Orphanides Criticizes Crisis Management of EU Member States

On 13 September, Athanasios Orphanides, Professor of the Practice of Global Economics and Management at the MIT Sloan School of Management, contributed to the SAFE Policy Lecture Series with a presentation on "The Politics of the Euro Area Crisis". His lecture was moderated by Otmar Issing, President of the Center for Financial Studies.

Orphanides warned that Eurozone economies have been heading towards disintegration since the emergence of the financial crisis in 2007; something which would threaten the very European Union project in the long run.
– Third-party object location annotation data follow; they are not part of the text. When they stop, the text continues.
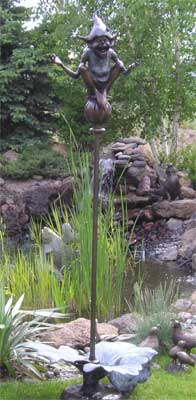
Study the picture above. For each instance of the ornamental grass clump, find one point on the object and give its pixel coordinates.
(154, 308)
(16, 327)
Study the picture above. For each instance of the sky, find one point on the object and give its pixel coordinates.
(29, 3)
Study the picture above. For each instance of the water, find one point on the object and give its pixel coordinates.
(106, 180)
(156, 272)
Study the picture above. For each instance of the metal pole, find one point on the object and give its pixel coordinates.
(97, 133)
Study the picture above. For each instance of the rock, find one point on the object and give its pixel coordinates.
(133, 139)
(170, 254)
(14, 215)
(133, 213)
(188, 243)
(137, 157)
(146, 150)
(174, 224)
(187, 193)
(148, 214)
(139, 164)
(125, 324)
(124, 157)
(144, 186)
(59, 148)
(58, 247)
(148, 226)
(37, 199)
(11, 155)
(193, 297)
(182, 209)
(49, 374)
(133, 200)
(194, 262)
(193, 309)
(19, 200)
(76, 334)
(134, 175)
(182, 305)
(122, 164)
(184, 316)
(38, 177)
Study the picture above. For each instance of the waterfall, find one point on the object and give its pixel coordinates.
(106, 167)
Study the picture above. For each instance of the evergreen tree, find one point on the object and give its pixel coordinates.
(27, 101)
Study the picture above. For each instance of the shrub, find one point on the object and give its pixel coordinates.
(187, 161)
(35, 160)
(154, 308)
(16, 326)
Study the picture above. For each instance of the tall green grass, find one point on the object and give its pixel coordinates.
(32, 274)
(111, 252)
(154, 308)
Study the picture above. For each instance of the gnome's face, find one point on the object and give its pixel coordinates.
(101, 45)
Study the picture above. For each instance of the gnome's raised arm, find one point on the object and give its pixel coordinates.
(100, 65)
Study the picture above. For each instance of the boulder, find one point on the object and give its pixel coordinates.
(182, 209)
(187, 192)
(133, 139)
(125, 324)
(188, 243)
(132, 200)
(182, 305)
(169, 254)
(11, 155)
(174, 224)
(19, 200)
(13, 213)
(194, 262)
(147, 152)
(76, 333)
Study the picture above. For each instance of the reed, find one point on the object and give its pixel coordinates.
(32, 274)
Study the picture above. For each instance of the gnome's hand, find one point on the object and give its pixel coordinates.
(56, 60)
(131, 67)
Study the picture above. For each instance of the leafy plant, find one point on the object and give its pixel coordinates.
(36, 160)
(187, 161)
(112, 250)
(16, 326)
(154, 307)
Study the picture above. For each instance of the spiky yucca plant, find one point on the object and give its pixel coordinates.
(16, 327)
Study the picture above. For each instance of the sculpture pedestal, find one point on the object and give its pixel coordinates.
(105, 391)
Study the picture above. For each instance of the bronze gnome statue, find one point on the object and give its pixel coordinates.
(99, 68)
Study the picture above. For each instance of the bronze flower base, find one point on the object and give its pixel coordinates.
(104, 391)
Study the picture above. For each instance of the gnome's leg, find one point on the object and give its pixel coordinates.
(114, 74)
(91, 85)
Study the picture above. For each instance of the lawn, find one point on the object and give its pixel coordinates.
(160, 386)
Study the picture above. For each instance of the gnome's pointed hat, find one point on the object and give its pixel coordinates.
(98, 29)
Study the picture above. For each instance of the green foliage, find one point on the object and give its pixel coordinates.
(111, 253)
(159, 34)
(35, 159)
(160, 386)
(154, 307)
(17, 326)
(186, 161)
(30, 273)
(27, 101)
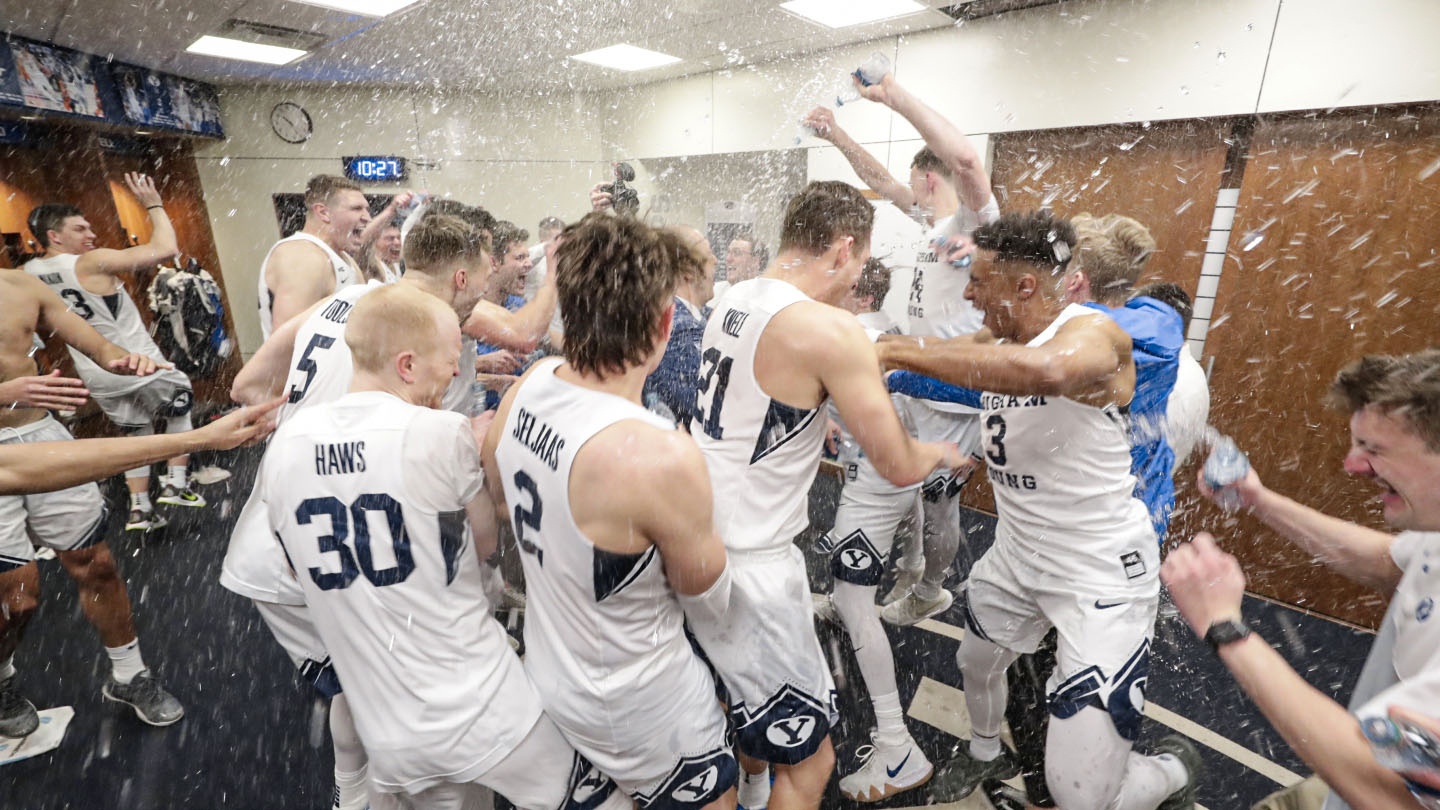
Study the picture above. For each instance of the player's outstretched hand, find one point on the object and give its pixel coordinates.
(136, 363)
(241, 427)
(1206, 582)
(599, 198)
(144, 188)
(1249, 487)
(49, 391)
(821, 121)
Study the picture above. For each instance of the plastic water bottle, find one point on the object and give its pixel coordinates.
(1401, 747)
(1226, 467)
(870, 72)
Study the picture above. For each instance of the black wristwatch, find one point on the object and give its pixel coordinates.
(1226, 632)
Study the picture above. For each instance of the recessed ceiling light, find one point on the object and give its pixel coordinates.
(367, 7)
(627, 58)
(841, 13)
(246, 51)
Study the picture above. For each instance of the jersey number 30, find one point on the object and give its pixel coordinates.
(356, 516)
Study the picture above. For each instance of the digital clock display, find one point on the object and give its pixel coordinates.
(375, 169)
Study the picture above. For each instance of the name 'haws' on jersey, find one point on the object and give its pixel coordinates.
(1062, 469)
(761, 453)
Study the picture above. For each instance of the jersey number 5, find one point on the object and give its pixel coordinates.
(340, 525)
(717, 374)
(308, 365)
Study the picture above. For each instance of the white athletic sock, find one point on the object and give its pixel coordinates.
(984, 748)
(928, 591)
(755, 789)
(352, 789)
(889, 719)
(126, 660)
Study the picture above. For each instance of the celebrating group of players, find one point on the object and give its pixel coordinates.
(671, 657)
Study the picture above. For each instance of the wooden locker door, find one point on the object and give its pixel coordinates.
(1165, 176)
(1348, 222)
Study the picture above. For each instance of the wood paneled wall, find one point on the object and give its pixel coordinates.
(71, 167)
(1348, 206)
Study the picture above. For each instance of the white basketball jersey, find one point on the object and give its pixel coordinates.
(938, 306)
(120, 325)
(367, 497)
(762, 454)
(599, 626)
(1063, 484)
(346, 274)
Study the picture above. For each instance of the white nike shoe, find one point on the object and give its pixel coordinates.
(887, 770)
(912, 610)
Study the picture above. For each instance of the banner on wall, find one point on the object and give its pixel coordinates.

According to the former President of the Central Bank of Cyprus, EU Member States had exacerbated this situation by standing in the way of an efficient fight against the crisis.

As an example for the imbalances within the Eurozone, Orphanides pointed to the very different unemployment rates. While unemployment in Cyprus, Greece, Ireland, Portugal and Spain has risen substantially since the beginning of the crisis, in Germany there are now less people unemployed than before the crisis.
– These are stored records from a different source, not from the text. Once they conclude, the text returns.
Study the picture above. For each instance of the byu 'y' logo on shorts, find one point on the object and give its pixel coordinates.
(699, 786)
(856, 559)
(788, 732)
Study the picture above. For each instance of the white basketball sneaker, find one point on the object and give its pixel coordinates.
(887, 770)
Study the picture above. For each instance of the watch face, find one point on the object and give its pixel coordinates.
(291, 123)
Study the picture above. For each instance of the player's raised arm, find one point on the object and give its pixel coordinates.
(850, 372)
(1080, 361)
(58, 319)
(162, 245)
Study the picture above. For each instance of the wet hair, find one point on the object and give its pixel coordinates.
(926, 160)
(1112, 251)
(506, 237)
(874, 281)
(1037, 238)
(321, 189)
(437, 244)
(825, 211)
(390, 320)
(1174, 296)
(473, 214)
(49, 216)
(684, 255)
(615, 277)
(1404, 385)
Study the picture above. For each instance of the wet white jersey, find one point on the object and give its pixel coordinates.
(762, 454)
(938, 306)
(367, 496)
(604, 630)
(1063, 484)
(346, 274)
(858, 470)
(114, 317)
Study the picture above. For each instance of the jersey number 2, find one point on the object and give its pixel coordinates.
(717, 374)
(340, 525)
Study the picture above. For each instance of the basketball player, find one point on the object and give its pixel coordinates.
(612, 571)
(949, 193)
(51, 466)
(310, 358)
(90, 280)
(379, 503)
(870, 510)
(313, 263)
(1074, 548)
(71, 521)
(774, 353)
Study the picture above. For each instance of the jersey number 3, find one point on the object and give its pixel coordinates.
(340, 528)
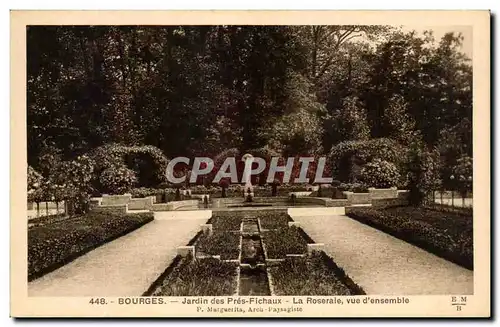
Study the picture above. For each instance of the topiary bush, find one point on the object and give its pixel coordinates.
(118, 179)
(380, 174)
(148, 162)
(348, 155)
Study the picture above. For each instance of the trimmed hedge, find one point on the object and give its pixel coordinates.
(207, 277)
(54, 245)
(445, 234)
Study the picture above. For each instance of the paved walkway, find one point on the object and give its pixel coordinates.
(126, 266)
(382, 264)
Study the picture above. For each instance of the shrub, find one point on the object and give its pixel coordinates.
(147, 161)
(462, 172)
(346, 155)
(118, 179)
(56, 244)
(380, 174)
(423, 174)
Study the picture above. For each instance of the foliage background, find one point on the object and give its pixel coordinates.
(354, 93)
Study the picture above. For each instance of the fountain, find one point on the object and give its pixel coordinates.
(248, 189)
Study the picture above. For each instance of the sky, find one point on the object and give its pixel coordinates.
(440, 31)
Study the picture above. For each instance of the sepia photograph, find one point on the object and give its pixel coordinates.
(295, 164)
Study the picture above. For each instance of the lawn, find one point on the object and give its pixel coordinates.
(53, 245)
(446, 234)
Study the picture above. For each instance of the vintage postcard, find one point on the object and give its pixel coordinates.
(250, 164)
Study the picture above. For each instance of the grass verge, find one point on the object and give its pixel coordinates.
(446, 234)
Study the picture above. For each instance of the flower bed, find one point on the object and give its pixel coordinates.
(284, 241)
(273, 219)
(219, 243)
(226, 222)
(446, 234)
(308, 276)
(207, 277)
(53, 245)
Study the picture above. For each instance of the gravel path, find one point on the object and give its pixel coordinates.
(126, 266)
(382, 264)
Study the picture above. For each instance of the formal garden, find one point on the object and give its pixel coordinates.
(388, 126)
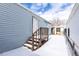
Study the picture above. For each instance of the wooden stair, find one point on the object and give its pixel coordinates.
(35, 41)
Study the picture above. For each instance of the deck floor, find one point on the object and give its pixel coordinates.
(56, 46)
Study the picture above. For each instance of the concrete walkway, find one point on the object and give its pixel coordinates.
(56, 46)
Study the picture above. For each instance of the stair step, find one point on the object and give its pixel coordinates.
(30, 46)
(35, 41)
(30, 42)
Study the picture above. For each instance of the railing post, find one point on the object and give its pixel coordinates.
(32, 42)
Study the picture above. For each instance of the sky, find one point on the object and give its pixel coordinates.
(50, 11)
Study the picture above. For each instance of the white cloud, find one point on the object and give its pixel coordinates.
(56, 12)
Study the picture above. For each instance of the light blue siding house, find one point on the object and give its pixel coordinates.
(17, 25)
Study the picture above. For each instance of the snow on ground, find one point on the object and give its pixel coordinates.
(56, 46)
(22, 51)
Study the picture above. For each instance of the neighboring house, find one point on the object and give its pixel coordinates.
(73, 29)
(17, 24)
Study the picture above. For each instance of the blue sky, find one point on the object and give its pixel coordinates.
(50, 10)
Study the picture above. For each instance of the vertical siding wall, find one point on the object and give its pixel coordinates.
(73, 24)
(15, 26)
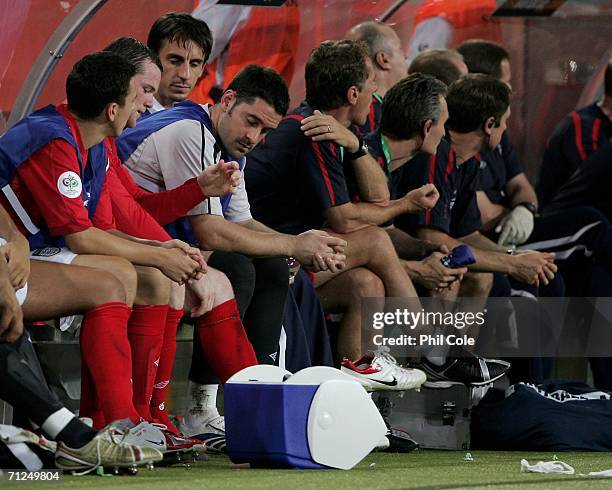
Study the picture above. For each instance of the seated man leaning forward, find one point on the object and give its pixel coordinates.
(297, 181)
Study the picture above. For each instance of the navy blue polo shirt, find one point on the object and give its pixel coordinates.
(590, 185)
(456, 212)
(291, 180)
(578, 135)
(373, 121)
(497, 167)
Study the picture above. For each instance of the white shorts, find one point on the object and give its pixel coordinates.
(59, 256)
(21, 293)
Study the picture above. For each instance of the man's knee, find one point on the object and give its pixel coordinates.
(153, 286)
(477, 284)
(108, 289)
(272, 272)
(240, 272)
(238, 268)
(366, 284)
(124, 272)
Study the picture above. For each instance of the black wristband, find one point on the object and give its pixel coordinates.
(362, 151)
(531, 207)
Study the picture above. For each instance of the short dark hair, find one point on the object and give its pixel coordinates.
(608, 79)
(97, 80)
(180, 27)
(332, 68)
(255, 81)
(134, 51)
(473, 99)
(437, 63)
(409, 103)
(482, 56)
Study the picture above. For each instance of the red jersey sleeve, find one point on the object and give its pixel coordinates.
(130, 217)
(52, 177)
(166, 206)
(103, 217)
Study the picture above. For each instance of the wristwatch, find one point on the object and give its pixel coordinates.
(531, 207)
(362, 151)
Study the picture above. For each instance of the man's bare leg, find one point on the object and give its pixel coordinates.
(56, 290)
(372, 248)
(343, 294)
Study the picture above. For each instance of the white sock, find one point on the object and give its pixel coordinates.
(56, 422)
(202, 402)
(437, 354)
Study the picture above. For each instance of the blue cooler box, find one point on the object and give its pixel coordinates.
(331, 423)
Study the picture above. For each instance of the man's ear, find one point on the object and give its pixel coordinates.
(427, 125)
(110, 111)
(227, 99)
(382, 60)
(352, 94)
(488, 125)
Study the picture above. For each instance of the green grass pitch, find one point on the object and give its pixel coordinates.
(421, 469)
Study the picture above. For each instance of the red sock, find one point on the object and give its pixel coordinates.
(164, 370)
(146, 334)
(89, 406)
(224, 340)
(105, 350)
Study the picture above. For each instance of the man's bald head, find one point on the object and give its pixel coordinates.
(385, 50)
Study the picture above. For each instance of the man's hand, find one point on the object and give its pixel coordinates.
(322, 127)
(17, 255)
(193, 252)
(11, 317)
(434, 276)
(317, 251)
(422, 199)
(533, 267)
(199, 296)
(515, 227)
(220, 179)
(179, 266)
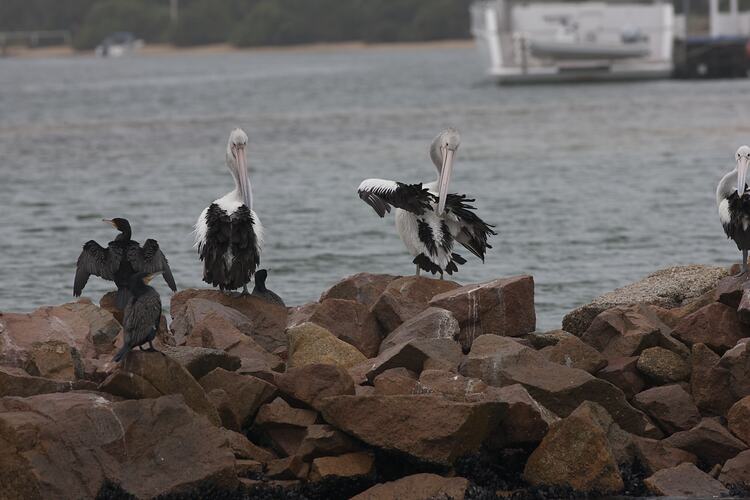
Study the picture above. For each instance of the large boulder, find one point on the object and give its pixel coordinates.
(71, 445)
(429, 428)
(312, 344)
(348, 320)
(406, 297)
(268, 320)
(145, 374)
(432, 323)
(500, 307)
(501, 361)
(668, 288)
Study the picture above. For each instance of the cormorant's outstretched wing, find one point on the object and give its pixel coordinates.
(471, 231)
(96, 260)
(150, 259)
(380, 194)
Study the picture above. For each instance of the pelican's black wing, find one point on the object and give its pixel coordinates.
(150, 259)
(380, 194)
(96, 260)
(472, 232)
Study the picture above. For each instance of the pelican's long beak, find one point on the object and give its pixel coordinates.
(445, 177)
(742, 165)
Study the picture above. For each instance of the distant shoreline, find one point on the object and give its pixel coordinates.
(224, 48)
Orphanides criticized the poor crisis management of European governments. This could partly be attributed to the incomplete construction of the Euro that did not provide for a crisis mechanism. One must simply have hoped that national governments would work together in the case of crisis to secure the welfare of all member states. However, this hope is mistaken, because governments first of all think of their voters and include other countries’ interests only to a less account in their decisions.

The Eurozone was clearly lacking a supranational institution with the authority to make decisions indpendently from national governments in case of crisis, Orpanides said. The European Central Bank (ECB) has not been able to solve the political problems of the Eurozone by itself; only being able to buy governments more time to solve the crisis and to prevent an immediate crash of the Eurozone by purchasing Greek government bonds and promising to purchase the bonds of other crisis countries under the Outright Monetary Transactions (OMT) Program. Furthermore, European governments have not made use of the breathing space secured by the ECB, but have continued to delay necessary decisions. This has only led to higher crisis costs for the whole Eurozone.

Orphanides called upon European governments to give up part of their sovereignty in order to overcome the problems now being faced. If not, private households in the crisis countries in particular will continue with their suffering.

Some of Orphanides’ arguments raised decisive criticism by Otmar Issing and parts of the audience. Issing and the former ECB Chief Economist, Jürgen Stark, opposed the positive assessment of the ECB’s bond purchases. Issing also rejected the assertion that the good labor market development in Germany would come at the expense of the southern European countries.